The Ballycastle Railway: A History of the Narrow-Gauge Railways of North East Ireland, Parts One.
Author: PATTERSON, E. M.
Dawlish: David & Charles, 1965. 154 pages (plus 4 pages advertisements). Illustrated. Hardback.
“It is true to say that County Antrim cradled the Irish narrow gauge railways, and in those early days its colourful north coast was soon linked to the hinterland by the Ballycastle Railway.
Not far from the coastal terminus there was that rarity in Ireland, a coalfield, but so obvious were the cliff-face outcrops that the best of the coal-seams had been worked out half a century before the railway was built. In spite of the enthusiasm and hopes that brought the little railway into being, this local blaze of industrial enterprise was never rekindled.

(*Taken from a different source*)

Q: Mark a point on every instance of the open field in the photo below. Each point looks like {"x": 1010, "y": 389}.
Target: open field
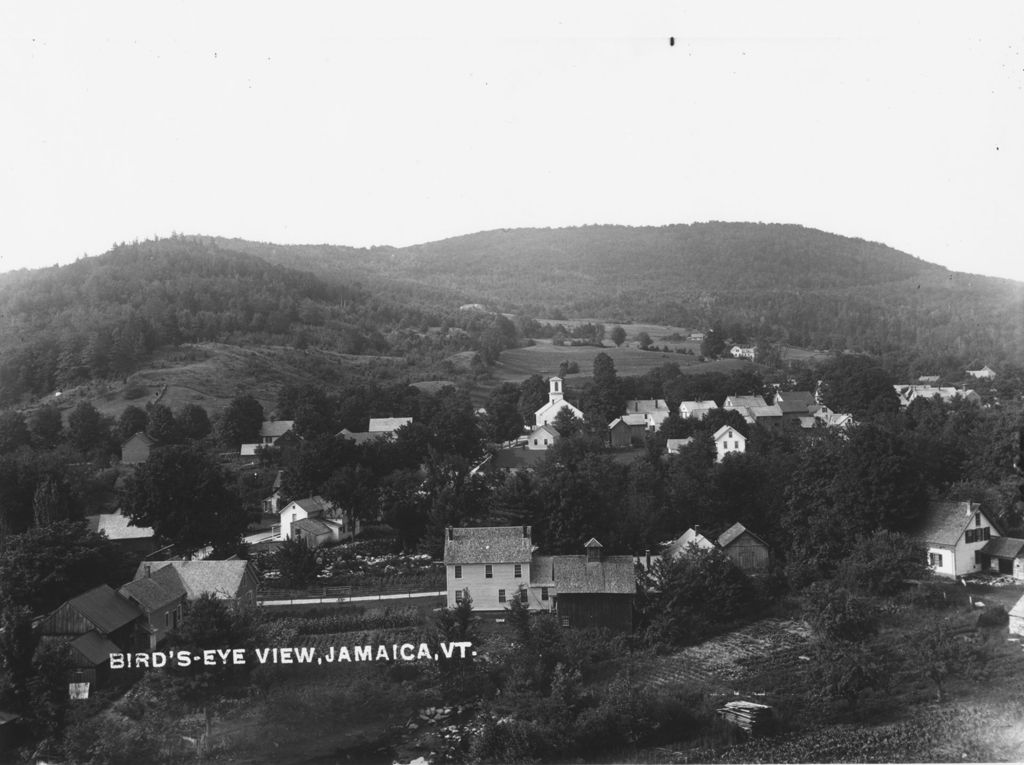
{"x": 544, "y": 357}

For over 40 years the Ballycastle Railway Company struggled for existence, and the shareholders derived little benefit from their investments. But for the benevolence of the Belfast & Northern Counties and their successors, the Ballycastle Company would have succumbed long before it did. The aftermath of the 1914-18 War extinguished its independent existence in 1925. A summer hiatus followed, until the LMS (NCC) bought the concern for a fraction of what it had cost to build. After drastic simplification, the line was reopened and was run as a narrow-gauge appendage to the main line. It survived the 1939-45 War but under Ulster Transport’s ownership, road traffic overwhelmed it.
Against the day to day background, which is based on official documents, the author tells of the crowds on Lammas Fair Days, a runaway train, snowbound carriages and the men who worked this 16-mile railway.”